Question 2: Who are you?
Remember, you aren’t just working on a project. You are working for a person and for a business. You need to understand who they are, what they do, and how your butt-kicking, problem-solving, content-creating skills will help them reach their next milestone.
People need to be heard and understood. Nobody likes the guy who just jumps in and tries to fix everything without knowing the people he is trying to “help.” Don’t be that guy. Ask questions about your client and get to know them. Build a relationship, not a portfolio.
Question 3: Who are you talking to?
You have to dig into the weeds eventually (you knew it was coming!). Understanding your client’s audience is essential to creating content that matches his strategy and appeals to the people who will actually benefit from his business.

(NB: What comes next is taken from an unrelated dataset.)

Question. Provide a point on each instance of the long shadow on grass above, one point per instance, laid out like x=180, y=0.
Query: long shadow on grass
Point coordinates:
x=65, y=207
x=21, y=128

Nobody wants to be the guy that shows up to a black-tie in a Hawaiian shirt and cargo shorts (really, nobody should wear cargo shorts EVER, but I digress…). You dress for the occasion — for the people you will be surrounded by.
You have to approach work for your clients the same way. Make them look good. You get to be their stylist picking out the perfect outfit for a big event. Are you taking them to a Fortune-500 fundraiser or a PTO meet and greet? Both events are great, but you need to know how to present your clients to the audience.
Question 4: What do you want?
Clients hire you for a purpose. They want to accomplish something through the content you produce. So, naturally, you need to know what they expect to gain from working with you.
Hiring a freelancer is risky business for business owners. They are making an investment and expect a return. Now, that return might not be monetary. Your client could just as well expect emotional or social value from your creation rather than money. You need to know what they expect to gain from your work so you can tailor what you make to that goal.
A Quick Word to Business Owners
Hey. If you’re a business owner reading this, thanks for sticking around. These questions are just as beneficial for you as they are for freelancers.
Before you put that RFP on LinkedIn or ProBlogger, think through these questions. Do you know how you’ll answer when a freelancer asks them?
Being clear on who you are, what problem you’re facing, who your audience is and your goals will make your relationship with any freelancer much more enjoyable — for both people. Everyone wins in an environment with clear expectations!
Are you ready to shake off that shadow of self-doubt and get back to crushing it with your clients? Remember, you’re more than the content you create. You’re a problem solver. A life improver. A business builder. Ask your clients these questions before every project then get out there and do what you do best: make something awesome.